They are the outpost of all outposts. Always first on the championship train, with the implicit understanding that they will always be the first off it too. For the 20th year in a row, the summer starts in Gaelic Park in the Bronx, with New York hosting Leitrim this Sunday.
Tradition demands they play the role of obliging hosts, maybe even giving their visitors a damn good scare before ultimately standing to one side and letting the lads from home get on with their business. Which would lead anyone to wonder, quite reasonably, what exactly is in it for them?
"I'm not really sure why I keep at it, to be honest," says Keith Scally, the Westmeath player who landed in New York six years ago and has played in every game since 2013.
“Every year at the end of it I say this is the last year. But I think it’s just the draw of being hopefully on the first team ever to win a game, that’s probably it. It would be something really special to be on the first team to win a game over here.
“It doesn’t matter who you’re playing, there’s a belief every year that we can win. It’s the belief that gets you through the training for that four-month block. If you didn’t believe, it would be kind of hard to keep coming up to Gaelic Park. Leitrim are the team you’d be kind of focusing on as your best chance in Connacht to get an upset. It’s a great group of lads together this year who do believe that we can do it.”
They’re not the only ones.
New York have never gone into a Connacht championship game carrying slimmer odds than the 11/8 generally available about them to turn Leitrim over.
The presence of a handful of confirmed inter-county stalwarts – chief among them Jamie Clarke but also Mayo's Tom Cunniffe, Dalton McDonagh of Meath and Roscommon's Neil Collins – clearly plays into this.
As does Leitrim's underwhelming Division Four campaign in which they lost their opening three games, gave London a walkover and saw their game against Waterford cancelled altogether. Even with star forward Emlyn Mulligan back in harness after missing last year with a cruciate injury, it's no slander to say Leitrim look as ripe for the picking as any visiting team has ever done in pitching up at Gaelic Park.
Challenge match
A recent challenge match victory over Corofin has been invaluable, according to New York manager Justin O’Halloran.
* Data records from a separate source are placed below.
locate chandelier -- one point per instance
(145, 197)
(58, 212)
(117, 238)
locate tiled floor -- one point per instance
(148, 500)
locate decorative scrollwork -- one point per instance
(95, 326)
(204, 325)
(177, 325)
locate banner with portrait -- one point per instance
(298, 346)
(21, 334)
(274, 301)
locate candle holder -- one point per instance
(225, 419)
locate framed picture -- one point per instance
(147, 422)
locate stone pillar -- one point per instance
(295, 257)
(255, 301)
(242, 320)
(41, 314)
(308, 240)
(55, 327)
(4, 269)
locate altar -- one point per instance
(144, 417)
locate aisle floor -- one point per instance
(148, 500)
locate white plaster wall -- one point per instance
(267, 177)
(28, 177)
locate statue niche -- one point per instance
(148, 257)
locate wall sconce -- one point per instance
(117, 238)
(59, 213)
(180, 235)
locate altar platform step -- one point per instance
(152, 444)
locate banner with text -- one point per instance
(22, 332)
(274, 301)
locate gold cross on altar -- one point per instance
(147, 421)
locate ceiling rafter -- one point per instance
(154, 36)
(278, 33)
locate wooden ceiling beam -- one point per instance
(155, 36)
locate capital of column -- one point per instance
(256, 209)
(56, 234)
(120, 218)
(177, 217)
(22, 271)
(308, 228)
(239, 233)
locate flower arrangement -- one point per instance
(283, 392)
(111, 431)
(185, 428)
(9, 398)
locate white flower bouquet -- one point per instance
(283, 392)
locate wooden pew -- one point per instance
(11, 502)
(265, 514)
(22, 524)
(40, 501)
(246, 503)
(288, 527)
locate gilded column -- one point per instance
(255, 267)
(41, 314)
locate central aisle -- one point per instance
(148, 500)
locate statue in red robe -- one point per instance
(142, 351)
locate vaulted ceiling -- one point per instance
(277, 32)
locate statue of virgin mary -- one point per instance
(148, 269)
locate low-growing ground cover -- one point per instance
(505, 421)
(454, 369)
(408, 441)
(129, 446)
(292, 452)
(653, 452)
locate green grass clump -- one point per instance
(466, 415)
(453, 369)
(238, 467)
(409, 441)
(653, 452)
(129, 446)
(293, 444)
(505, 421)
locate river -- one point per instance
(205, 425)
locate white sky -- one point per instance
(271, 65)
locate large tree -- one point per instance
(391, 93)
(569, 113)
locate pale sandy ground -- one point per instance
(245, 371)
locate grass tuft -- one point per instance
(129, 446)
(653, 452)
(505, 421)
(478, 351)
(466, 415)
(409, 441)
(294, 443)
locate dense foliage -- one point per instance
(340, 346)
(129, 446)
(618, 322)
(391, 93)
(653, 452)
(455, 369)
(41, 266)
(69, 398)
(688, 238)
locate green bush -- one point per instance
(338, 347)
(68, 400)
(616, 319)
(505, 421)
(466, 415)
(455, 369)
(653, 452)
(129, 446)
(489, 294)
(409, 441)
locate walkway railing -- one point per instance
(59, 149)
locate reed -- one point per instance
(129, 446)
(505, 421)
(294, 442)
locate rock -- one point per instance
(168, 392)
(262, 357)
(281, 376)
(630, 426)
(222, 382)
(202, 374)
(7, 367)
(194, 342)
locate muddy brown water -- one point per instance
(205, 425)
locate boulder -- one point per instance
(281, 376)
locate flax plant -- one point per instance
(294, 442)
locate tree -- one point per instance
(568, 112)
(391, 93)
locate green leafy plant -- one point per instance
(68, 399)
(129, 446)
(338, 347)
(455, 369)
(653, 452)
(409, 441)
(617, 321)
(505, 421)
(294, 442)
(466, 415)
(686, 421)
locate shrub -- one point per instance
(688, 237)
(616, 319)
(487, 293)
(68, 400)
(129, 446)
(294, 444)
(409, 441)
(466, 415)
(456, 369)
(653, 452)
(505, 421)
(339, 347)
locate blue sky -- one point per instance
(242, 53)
“In Gaelic Park, I wouldn’t say we were getting up to championship speed,” he says. “We were playing in-house games but it was going stale with the same lads marking each other and whatever else. So the game against Corofin revamped the whole thing really. We got a lot out of it.
“We met up at the end of November for a couple of sessions initially and then gave the lads programmes over Christmas. After that, we started back in January and have met up a few nights a week since then. The weather over here has been cold but we actually didn’t get as much snow as in other years so we were still able to train away. To be honest, it’s not that hard a sell. Lads have wanted to do it and have committed to it and have enjoyed it.”
Can it happen?
Well, put it this way – it won’t be as seismic a shock as it is likely to be painted if it does. O’Halloran has better players at his disposal than when his side frightened the life out of Roscommon two years ago and Leitrim are no Roscommon. As against that, there’s no surprise factor at play here – Leitrim are heading Stateside well-warned.
“Personally, it would be my best day on a football field ever,” says O’Halloran, who played in that first game 20 season ago. “I know for a few of the lads, they would have had bigger days at home. But as a group together, it would be absolutely huge.
“It would be a tribute to the work everyone has put in since November. I know teams are putting in all the work at home as well but they have games at the end of it. When you have no National League and no challenge games, it’s harder to put it in. A win would be huge.”